Lulu Jiang, Weiwei Lin, ……Andrew Emili, Benjamin Wolozin, A Complex Containing HNRNPA2B1 and N6-methyladenosine Modified Transcripts Mediates Actions of Toxic Tau Oligomers. (BIORXIV/2020/409334)

Proteomics/Emili
We have teamed up with the proteomics expert, Andrew Emili, to dissect the biology of AD, FTD and ALS. We have worked with the Emili group to develop BraInMap, which uses artificial intelligence and multiplexed chromatography to elucidate native protein complexes in the brain and associated with disease. This work led to the discovery that TDP-43 works in conjunction with HNRNPH1 and DDX5 to regulate splicing of key target transcripts. This work also led to discovery of the protein::protein interaction network that drives tau biology.
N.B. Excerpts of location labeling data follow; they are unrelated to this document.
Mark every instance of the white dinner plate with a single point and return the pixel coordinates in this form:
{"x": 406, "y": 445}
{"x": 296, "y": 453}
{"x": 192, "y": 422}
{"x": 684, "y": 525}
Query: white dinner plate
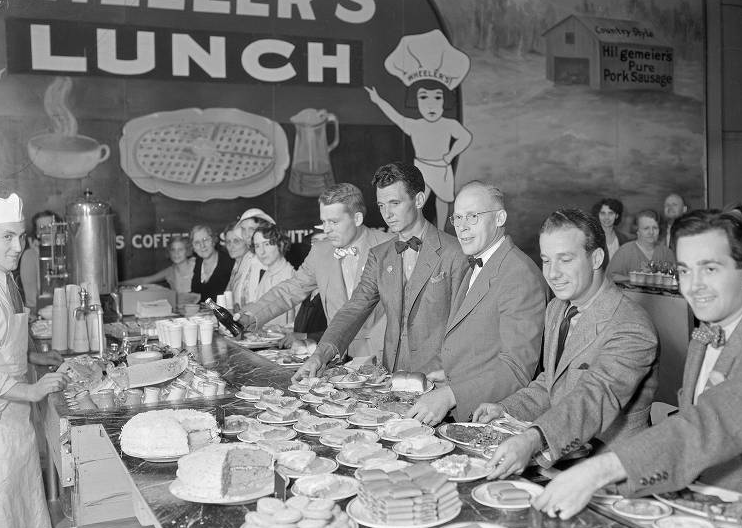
{"x": 482, "y": 496}
{"x": 357, "y": 419}
{"x": 249, "y": 397}
{"x": 252, "y": 437}
{"x": 653, "y": 509}
{"x": 722, "y": 493}
{"x": 444, "y": 446}
{"x": 475, "y": 471}
{"x": 271, "y": 419}
{"x": 182, "y": 492}
{"x": 340, "y": 424}
{"x": 384, "y": 454}
{"x": 315, "y": 486}
{"x": 364, "y": 436}
{"x": 318, "y": 466}
{"x": 323, "y": 410}
{"x": 358, "y": 513}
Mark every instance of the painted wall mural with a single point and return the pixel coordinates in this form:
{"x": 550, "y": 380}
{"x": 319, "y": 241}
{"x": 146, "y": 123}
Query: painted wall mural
{"x": 181, "y": 112}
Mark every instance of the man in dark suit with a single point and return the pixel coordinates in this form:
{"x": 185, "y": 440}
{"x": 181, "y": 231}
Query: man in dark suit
{"x": 333, "y": 267}
{"x": 492, "y": 341}
{"x": 703, "y": 440}
{"x": 600, "y": 355}
{"x": 414, "y": 278}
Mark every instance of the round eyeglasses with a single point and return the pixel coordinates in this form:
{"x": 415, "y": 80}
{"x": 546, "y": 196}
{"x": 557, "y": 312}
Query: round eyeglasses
{"x": 471, "y": 218}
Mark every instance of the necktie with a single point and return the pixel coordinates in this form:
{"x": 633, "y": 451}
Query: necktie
{"x": 709, "y": 335}
{"x": 341, "y": 253}
{"x": 15, "y": 294}
{"x": 474, "y": 262}
{"x": 563, "y": 331}
{"x": 413, "y": 243}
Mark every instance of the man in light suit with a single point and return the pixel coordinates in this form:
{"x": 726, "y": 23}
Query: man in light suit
{"x": 703, "y": 440}
{"x": 492, "y": 341}
{"x": 413, "y": 277}
{"x": 334, "y": 267}
{"x": 600, "y": 355}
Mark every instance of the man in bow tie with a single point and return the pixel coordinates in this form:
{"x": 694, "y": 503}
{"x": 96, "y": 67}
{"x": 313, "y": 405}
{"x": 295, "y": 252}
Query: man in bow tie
{"x": 492, "y": 341}
{"x": 333, "y": 267}
{"x": 600, "y": 355}
{"x": 703, "y": 440}
{"x": 412, "y": 277}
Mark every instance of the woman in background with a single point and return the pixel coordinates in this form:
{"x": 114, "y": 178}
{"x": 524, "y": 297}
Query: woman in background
{"x": 180, "y": 273}
{"x": 609, "y": 212}
{"x": 270, "y": 246}
{"x": 213, "y": 267}
{"x": 636, "y": 255}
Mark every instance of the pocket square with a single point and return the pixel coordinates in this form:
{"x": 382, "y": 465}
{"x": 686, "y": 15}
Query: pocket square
{"x": 438, "y": 278}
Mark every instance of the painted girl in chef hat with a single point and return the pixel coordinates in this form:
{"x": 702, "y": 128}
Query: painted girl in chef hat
{"x": 431, "y": 69}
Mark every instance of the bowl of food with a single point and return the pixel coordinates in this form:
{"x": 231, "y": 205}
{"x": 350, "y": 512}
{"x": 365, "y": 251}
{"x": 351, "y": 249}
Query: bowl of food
{"x": 351, "y": 380}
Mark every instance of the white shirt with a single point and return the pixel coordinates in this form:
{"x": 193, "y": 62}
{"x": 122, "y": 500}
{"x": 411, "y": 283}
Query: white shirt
{"x": 485, "y": 256}
{"x": 709, "y": 360}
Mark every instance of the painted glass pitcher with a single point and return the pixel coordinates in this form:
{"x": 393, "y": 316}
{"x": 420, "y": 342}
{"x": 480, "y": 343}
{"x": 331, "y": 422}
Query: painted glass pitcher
{"x": 311, "y": 172}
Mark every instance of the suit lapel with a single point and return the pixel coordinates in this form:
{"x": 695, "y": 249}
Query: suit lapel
{"x": 585, "y": 329}
{"x": 427, "y": 261}
{"x": 467, "y": 301}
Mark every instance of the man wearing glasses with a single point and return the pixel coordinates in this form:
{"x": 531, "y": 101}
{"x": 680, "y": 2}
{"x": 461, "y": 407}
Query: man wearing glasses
{"x": 492, "y": 341}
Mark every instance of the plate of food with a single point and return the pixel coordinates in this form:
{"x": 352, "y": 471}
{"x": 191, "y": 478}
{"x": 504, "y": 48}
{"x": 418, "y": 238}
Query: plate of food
{"x": 507, "y": 494}
{"x": 234, "y": 424}
{"x": 254, "y": 393}
{"x": 256, "y": 431}
{"x": 326, "y": 486}
{"x": 313, "y": 398}
{"x": 371, "y": 417}
{"x": 474, "y": 437}
{"x": 341, "y": 409}
{"x": 252, "y": 340}
{"x": 682, "y": 521}
{"x": 717, "y": 504}
{"x": 282, "y": 416}
{"x": 423, "y": 447}
{"x": 281, "y": 446}
{"x": 356, "y": 454}
{"x": 294, "y": 464}
{"x": 461, "y": 468}
{"x": 351, "y": 380}
{"x": 282, "y": 402}
{"x": 315, "y": 426}
{"x": 400, "y": 428}
{"x": 358, "y": 512}
{"x": 641, "y": 509}
{"x": 337, "y": 438}
{"x": 372, "y": 468}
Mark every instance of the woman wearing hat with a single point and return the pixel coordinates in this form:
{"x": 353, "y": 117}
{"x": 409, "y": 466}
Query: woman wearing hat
{"x": 22, "y": 501}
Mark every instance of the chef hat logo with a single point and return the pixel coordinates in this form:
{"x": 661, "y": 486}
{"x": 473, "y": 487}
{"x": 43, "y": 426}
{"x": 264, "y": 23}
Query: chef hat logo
{"x": 428, "y": 56}
{"x": 11, "y": 209}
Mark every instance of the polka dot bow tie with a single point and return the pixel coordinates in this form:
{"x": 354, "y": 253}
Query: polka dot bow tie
{"x": 709, "y": 335}
{"x": 344, "y": 252}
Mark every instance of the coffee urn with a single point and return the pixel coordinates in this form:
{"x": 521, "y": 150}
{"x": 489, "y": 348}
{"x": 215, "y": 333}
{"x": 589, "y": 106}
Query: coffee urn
{"x": 91, "y": 244}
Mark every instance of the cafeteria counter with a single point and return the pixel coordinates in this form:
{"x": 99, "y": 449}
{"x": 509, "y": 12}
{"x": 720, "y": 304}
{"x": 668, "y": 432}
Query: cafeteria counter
{"x": 109, "y": 485}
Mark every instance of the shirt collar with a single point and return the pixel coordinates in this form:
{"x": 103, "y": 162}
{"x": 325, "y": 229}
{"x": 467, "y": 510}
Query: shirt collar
{"x": 487, "y": 253}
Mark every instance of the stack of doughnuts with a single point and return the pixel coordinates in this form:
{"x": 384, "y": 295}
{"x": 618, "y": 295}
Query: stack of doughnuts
{"x": 417, "y": 494}
{"x": 296, "y": 512}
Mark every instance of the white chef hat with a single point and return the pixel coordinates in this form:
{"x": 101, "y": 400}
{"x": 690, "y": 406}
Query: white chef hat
{"x": 428, "y": 56}
{"x": 254, "y": 212}
{"x": 11, "y": 209}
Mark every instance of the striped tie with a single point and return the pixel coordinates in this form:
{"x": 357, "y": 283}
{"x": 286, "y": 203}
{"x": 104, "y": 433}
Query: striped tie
{"x": 15, "y": 294}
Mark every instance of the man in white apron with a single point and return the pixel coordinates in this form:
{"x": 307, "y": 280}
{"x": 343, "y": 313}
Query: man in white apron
{"x": 22, "y": 502}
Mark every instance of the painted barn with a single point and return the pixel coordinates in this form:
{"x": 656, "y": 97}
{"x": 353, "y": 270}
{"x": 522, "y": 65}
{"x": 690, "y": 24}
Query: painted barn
{"x": 608, "y": 53}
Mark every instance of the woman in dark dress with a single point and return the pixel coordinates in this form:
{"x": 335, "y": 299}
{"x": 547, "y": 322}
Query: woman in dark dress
{"x": 213, "y": 268}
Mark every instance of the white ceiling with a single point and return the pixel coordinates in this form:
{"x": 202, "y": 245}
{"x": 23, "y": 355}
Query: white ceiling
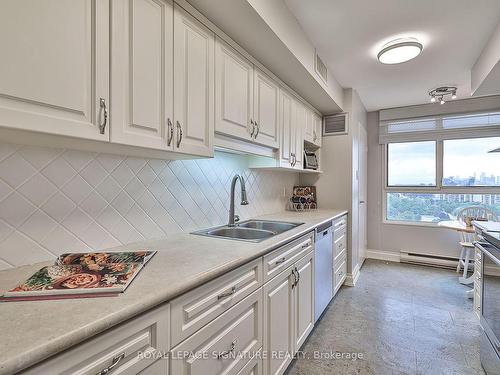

Lulu Jiang, Weiwei Lin, ……Andrew Emili, Benjamin Wolozin, A Complex Containing HNRNPA2B1 and N6-methyladenosine Modified Transcripts Mediates Actions of Toxic Tau Oligomers. (BIORXIV/2020/409334)
Pourhaghighi, R, Ash, PEA, ……. Wolozin, B, and Emili, A, BraInMap elucidates the macromolecular connectivity landscape of mammalian brain. Cell Syst. 2020 Apr 22;10(4):333-350.e14. doi: 10.1016/j.cels.2020.03.003. PMID: 32325033

Novel RNA species and disease
The study of RNA metabolism necessarily involves the study of many different types of RNA species. Our approaches using RNAseq and scRNAseq help to identify patterns of transcriptional change associated with disease. However, emerging studies identify novel aspects of RNA biology that appear to be strongly associated with disease. As mentioned above, are now focusing extensively on m6A to understand how it contributes to the pathophysiology of disease. We also have an emerging project examining how circular RNA contributes to the pathophysiology of neurodegenerative diseases.

Lulu Jiang, Weiwei Lin, ……Andrew Emili, Benjamin Wolozin, A Complex Containing HNRNPA2B1 and N6-methyladenosine Modified Transcripts Mediates Actions of Toxic Tau Oligomers. (BIORXIV/2020/409334)
Apicco, D. J., Zhang, C., Maziuk, B.F., Jiang, L., Balance, H.I., Boudeau, S., Ung, C., Li, H. ¶, Wolozin, B., Dysregulation of RNA splicing in tauopathies. Cell Reports 2019 Dec. 24. 29:4377-4388. PMID: 31875547. doi: 10.1016/j.celrep.2019.11.093.